# Looking for recipe for green tortilla (spinach baked in)



## mechellebelle (Feb 8, 2007)

I googled this but all I could find was recipes for tortillas or pita sandwiches with spinach tucked in as a topping.

I'm trying to reproduce the green flat tortillas you find in the supermarket with spinach (or other veggies) finely processed to a pulp and incorporated into the dough.

thanks in advance.


----------



## college_cook (Feb 8, 2007)

I imagine the process would be similar to what you yourself described.  I would blanch your spinach, press it in a clean towel untill all the water comes out, process it, and then incorporate that into your favorite flour tortilla recipe.


----------



## skilletlicker (Feb 8, 2007)

I've not made them green but usually do make homemade tortillas.  I assume we are talking about flour tortillas.  Unfortunately I don't have spinach on hand at the moment but this ought to work.  Blanch spinach for 30 seconds then plunge into ice bath.  Save the blanching water.  Puree spinach with just enough cooled reserved water to make a pourable liquid.  Add the diluted puree instead of water in your recipe.  It might take slightly more liquid but you only want enough to form a workable dough.
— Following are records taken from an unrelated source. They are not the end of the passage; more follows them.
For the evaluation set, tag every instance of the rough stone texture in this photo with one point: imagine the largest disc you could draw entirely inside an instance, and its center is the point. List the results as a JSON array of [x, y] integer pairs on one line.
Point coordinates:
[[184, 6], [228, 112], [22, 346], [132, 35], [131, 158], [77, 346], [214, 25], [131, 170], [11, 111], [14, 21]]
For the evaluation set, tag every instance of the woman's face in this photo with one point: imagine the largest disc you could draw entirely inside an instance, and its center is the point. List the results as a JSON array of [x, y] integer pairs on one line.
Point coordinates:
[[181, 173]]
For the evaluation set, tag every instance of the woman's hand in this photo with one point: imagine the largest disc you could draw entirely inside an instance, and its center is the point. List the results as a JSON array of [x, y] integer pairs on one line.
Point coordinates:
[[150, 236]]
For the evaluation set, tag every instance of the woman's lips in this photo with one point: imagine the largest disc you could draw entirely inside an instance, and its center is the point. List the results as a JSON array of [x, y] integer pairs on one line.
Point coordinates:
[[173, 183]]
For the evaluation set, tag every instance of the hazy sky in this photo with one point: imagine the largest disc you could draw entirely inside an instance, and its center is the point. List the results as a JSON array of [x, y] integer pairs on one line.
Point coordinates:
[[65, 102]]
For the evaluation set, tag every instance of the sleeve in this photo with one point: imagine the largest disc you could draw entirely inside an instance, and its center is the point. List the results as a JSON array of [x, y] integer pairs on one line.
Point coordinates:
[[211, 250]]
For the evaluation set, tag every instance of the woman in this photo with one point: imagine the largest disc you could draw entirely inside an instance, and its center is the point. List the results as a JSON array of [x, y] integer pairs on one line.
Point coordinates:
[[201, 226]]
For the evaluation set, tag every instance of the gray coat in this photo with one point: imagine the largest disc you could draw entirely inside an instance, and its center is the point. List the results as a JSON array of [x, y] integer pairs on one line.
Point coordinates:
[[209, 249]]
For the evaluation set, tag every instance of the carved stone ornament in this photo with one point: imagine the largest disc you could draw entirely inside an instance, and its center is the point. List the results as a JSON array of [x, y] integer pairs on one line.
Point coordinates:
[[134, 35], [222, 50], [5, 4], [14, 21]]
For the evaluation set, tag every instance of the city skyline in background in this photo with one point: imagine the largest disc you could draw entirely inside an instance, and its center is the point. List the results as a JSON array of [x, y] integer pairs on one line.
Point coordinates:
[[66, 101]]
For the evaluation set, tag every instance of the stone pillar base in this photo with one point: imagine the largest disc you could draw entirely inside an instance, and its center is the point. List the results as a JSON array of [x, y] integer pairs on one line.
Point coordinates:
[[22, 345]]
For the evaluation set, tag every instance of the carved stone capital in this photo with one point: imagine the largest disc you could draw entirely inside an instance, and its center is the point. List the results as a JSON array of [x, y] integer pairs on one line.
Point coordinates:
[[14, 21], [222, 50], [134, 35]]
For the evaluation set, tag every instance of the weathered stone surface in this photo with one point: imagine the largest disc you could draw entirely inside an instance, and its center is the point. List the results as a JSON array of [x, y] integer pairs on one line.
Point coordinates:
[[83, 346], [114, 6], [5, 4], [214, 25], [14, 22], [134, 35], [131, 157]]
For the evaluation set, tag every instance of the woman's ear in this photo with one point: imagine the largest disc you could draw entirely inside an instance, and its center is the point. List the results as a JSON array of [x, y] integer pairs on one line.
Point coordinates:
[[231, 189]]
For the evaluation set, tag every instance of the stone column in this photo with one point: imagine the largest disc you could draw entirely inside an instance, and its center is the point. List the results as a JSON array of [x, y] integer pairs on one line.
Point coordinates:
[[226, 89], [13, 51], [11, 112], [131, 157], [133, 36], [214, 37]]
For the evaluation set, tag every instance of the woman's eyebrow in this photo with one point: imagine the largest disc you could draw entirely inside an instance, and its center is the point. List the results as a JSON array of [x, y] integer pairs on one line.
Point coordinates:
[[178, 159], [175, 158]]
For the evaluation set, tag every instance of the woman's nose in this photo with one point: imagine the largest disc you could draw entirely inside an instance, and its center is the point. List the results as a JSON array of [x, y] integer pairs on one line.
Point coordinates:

If I was going try it I'd only make a couple tortillas at a time with:
1/2 cup flour
1/4 tsp. salt
1/4 tsp. baking powder
1 1/2 tsp. lard
2 + Tbl. water (loose spinach puree)


I'll look forward to hearing how it turns out and will try it myself soon.


----------



## mechellebelle (Feb 9, 2007)

*thanks*

the part about substituting the "juice" for the water was the part I wasn't sure about. I can't wait to try this and post back.

thanks!


----------



## skilletlicker (Feb 9, 2007)

I'd be tempted to toss a little cilantro into the blender with spinach.


----------